As everybody puts their money on the table, there is always a wishful smile, and each of us utters one of those hopeful phrases like ‘maybe this time’, ‘cross your fingers’, ‘good luck to us, and of course the big ‘what if?’

We all know the chances are slim. The odds of winning a lottery are stacked against you.
Canadian statistics indicate the odds of winning are about one in 14 million. The odds of winning at least $15 million in the particular lottery we play are one in 28,633,528. And the chances decrease when the number of tickets sold increases. In the United States, where this week’s Powerball jackpot is an estimated $1.5 billion, the odds are one in 292 million. It’s not only astounding; it is somewhat humiliating to even think you, as an individual or small group, have any chance at all.

Technically, or realistically, the odds of us winning this week’s $50-million jackpot are unrealistically high — well past the odds of being killed by lightening or dying of flesh-eating disease — at more than one in 86,000,000.

That’s a lot of zeros, a whole lot of unlikely.

Still we try. It’s only three bucks, the price of a good latte or shot of mediocre whiskey. It’s worth that to us, individually and as a group, because pooling a few of our modest shekels, utilizing our communal power of positive thinking, gives us a chance to dream, albeit remotely, on the personal impact of a life-altering amount of money.

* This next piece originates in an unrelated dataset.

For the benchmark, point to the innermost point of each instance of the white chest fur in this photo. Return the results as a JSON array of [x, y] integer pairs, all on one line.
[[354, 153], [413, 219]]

Somebody has to win all that cash, and maybe the stars will align just enough to let it be us. We’ve won a driblet or two along the way, some free tickets, and those $2, $5 or $10 prizes that come with having a few of the lucky numbers, but those winnings are ploughed back into tickets on the next week’s draw. We do it proudly, or with heightened optimism, like the prize money is somehow blessed. It does, incrementally, increase our chances, so even at those odds there is more hope.

Hope seems hard to come by, at times, in this uncertain economy. If a few bucks is going to buy me a little hope for the week, I’ll go without something like a muffin or magazine in favor of gaining something else. Even if it is just a little more hope.

After all, there is no point in hoping if you don’t buy into it. Like the lottery advertising says: You can’t win if you don’t play.